Everyone in the group is taxiing distance from The Gladstone, Susie in one suburb, Ed and Hester in another, Justin in town. I live in the same postcode as the pub, Carrington, a tiny suburb with winding streets, and red-brick, quirky Victorian houses, some with turrets that look like Correctional Institutions for Wayward Boys, or as if they’re made from gingerbread by fairytale witches. Suitably, Fairytale Witch is my look. There are lots of overhanging, mature trees that scatter blossom like confetti once a year.
And cats. It’s lousy with cats. Roger is engaged in a bitter ongoing territory battle with the local feral unneutered tom, Dirk. (No, I don’t know how a stray has a name either— notoriety on the local community message boards, I assume. Dirk is a rugged individualist, a white-whiskered supervillain, and no one’s going to take his liberty, or his bollocks.)
My phone pings with a text message from Susie. It’s not been sent to myself and Justin, only to me, which is intriguing. This suggests deep-dive Girl Talk, and there’s very little Girl Talk between us that Justin isn’t privy to. He asked Susie to copy him out of her graphic account of her Mirena coil removal, but that’s about it.
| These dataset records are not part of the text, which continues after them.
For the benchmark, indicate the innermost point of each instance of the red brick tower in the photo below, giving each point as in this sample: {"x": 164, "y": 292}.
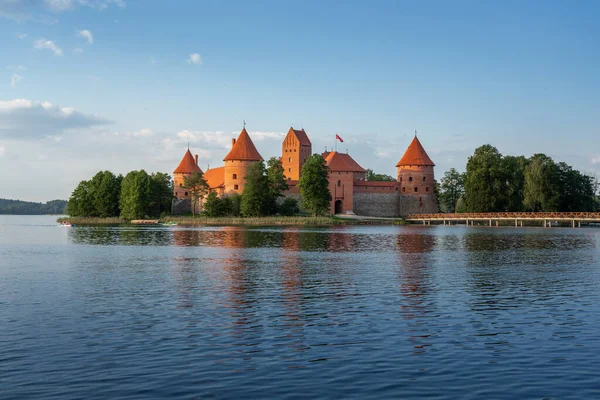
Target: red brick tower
{"x": 242, "y": 154}
{"x": 187, "y": 166}
{"x": 296, "y": 147}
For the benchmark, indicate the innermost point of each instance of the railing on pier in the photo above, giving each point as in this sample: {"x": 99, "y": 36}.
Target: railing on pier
{"x": 547, "y": 218}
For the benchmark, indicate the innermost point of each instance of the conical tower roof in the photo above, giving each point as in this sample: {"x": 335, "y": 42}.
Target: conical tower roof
{"x": 243, "y": 149}
{"x": 415, "y": 155}
{"x": 187, "y": 165}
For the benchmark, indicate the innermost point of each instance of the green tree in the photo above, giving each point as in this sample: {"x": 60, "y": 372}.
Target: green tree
{"x": 80, "y": 203}
{"x": 257, "y": 199}
{"x": 198, "y": 188}
{"x": 514, "y": 171}
{"x": 161, "y": 194}
{"x": 485, "y": 181}
{"x": 452, "y": 188}
{"x": 135, "y": 198}
{"x": 371, "y": 176}
{"x": 289, "y": 207}
{"x": 105, "y": 190}
{"x": 541, "y": 189}
{"x": 314, "y": 185}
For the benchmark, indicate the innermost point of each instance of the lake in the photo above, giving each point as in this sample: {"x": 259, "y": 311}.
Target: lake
{"x": 291, "y": 312}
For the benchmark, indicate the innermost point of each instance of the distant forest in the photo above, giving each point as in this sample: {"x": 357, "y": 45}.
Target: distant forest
{"x": 19, "y": 207}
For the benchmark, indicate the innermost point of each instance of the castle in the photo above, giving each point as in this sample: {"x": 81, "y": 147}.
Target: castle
{"x": 412, "y": 192}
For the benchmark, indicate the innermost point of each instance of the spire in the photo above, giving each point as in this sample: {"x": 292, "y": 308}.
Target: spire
{"x": 187, "y": 165}
{"x": 415, "y": 155}
{"x": 243, "y": 149}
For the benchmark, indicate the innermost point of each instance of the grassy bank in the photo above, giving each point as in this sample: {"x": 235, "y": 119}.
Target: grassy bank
{"x": 93, "y": 221}
{"x": 229, "y": 221}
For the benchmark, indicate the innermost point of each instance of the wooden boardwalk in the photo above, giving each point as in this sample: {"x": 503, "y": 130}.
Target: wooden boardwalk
{"x": 545, "y": 219}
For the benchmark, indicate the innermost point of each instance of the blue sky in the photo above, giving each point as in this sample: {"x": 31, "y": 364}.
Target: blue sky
{"x": 87, "y": 85}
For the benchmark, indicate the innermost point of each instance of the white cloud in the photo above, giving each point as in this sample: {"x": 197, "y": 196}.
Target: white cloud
{"x": 16, "y": 78}
{"x": 23, "y": 119}
{"x": 43, "y": 44}
{"x": 195, "y": 58}
{"x": 87, "y": 35}
{"x": 143, "y": 132}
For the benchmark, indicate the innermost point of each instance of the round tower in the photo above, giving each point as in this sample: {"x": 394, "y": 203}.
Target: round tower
{"x": 242, "y": 154}
{"x": 187, "y": 166}
{"x": 416, "y": 178}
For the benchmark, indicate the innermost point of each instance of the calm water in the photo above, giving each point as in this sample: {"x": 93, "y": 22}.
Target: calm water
{"x": 362, "y": 312}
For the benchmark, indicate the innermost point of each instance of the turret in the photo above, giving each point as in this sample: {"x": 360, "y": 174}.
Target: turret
{"x": 242, "y": 154}
{"x": 296, "y": 147}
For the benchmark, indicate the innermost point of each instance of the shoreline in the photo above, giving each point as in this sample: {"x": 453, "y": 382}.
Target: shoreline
{"x": 234, "y": 221}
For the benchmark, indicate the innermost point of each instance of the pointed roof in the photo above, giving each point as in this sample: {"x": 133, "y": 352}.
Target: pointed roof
{"x": 243, "y": 149}
{"x": 339, "y": 162}
{"x": 215, "y": 177}
{"x": 415, "y": 155}
{"x": 300, "y": 135}
{"x": 187, "y": 165}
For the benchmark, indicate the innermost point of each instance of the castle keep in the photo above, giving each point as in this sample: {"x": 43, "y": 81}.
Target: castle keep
{"x": 411, "y": 193}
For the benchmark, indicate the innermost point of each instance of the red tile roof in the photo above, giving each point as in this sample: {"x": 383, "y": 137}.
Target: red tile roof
{"x": 339, "y": 162}
{"x": 415, "y": 155}
{"x": 187, "y": 165}
{"x": 243, "y": 149}
{"x": 301, "y": 136}
{"x": 215, "y": 177}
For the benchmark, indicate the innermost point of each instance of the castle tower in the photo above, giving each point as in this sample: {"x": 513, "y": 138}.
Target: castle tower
{"x": 187, "y": 166}
{"x": 242, "y": 154}
{"x": 296, "y": 147}
{"x": 415, "y": 174}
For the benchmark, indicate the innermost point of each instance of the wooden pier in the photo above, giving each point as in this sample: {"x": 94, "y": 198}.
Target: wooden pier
{"x": 545, "y": 219}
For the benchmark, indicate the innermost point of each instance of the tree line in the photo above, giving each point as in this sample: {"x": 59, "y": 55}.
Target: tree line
{"x": 136, "y": 195}
{"x": 494, "y": 182}
{"x": 263, "y": 191}
{"x": 19, "y": 207}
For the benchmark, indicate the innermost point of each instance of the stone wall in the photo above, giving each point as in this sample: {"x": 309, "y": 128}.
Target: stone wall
{"x": 376, "y": 204}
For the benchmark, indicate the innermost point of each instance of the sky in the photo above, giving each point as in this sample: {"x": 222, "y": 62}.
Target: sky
{"x": 121, "y": 85}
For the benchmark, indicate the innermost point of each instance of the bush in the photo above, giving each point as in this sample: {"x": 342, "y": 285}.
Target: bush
{"x": 289, "y": 207}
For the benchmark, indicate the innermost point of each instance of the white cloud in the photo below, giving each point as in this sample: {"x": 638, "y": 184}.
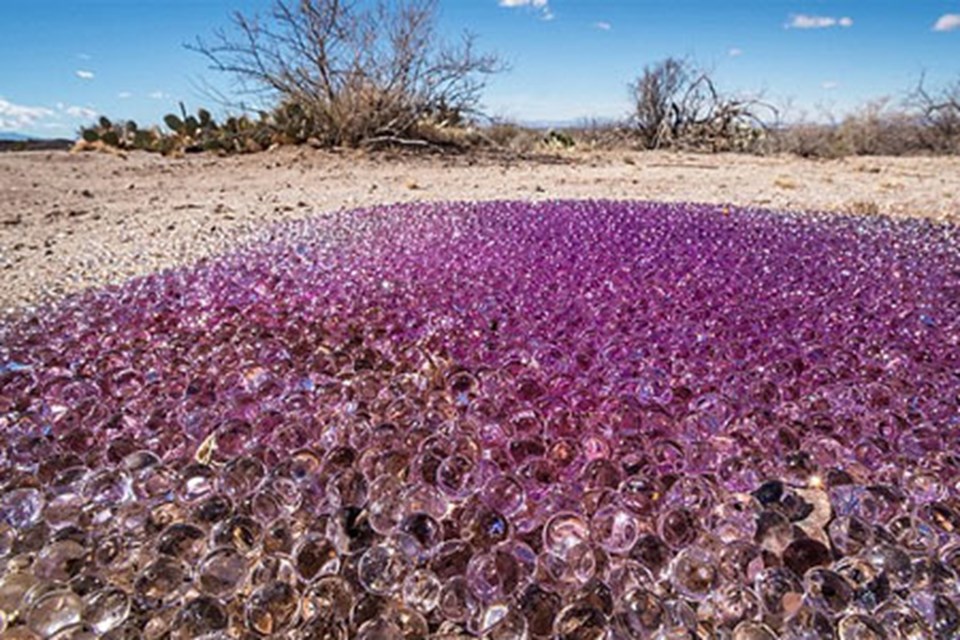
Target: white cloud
{"x": 804, "y": 21}
{"x": 947, "y": 22}
{"x": 543, "y": 6}
{"x": 16, "y": 116}
{"x": 83, "y": 113}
MAN DOWN. I have opinions on tonight’s atrocity, much to discuss. Speak soon. xx
Maybe it’s because we’re the cursed bridesmaids. I am not looking forward to remembering that dismaying fact when I wake up with a shitty head. Is it possible to decline being a bridesmaid to one of your best friend’s brides, without mortally offending them? Could I fake an injury? There’s no way Hester would let someone with an orthopedic support boot hop down the aisle, spoiling the vision. Even as I think it, I remember that I’d have been to the fittings by then and be wasting their money. Sigh.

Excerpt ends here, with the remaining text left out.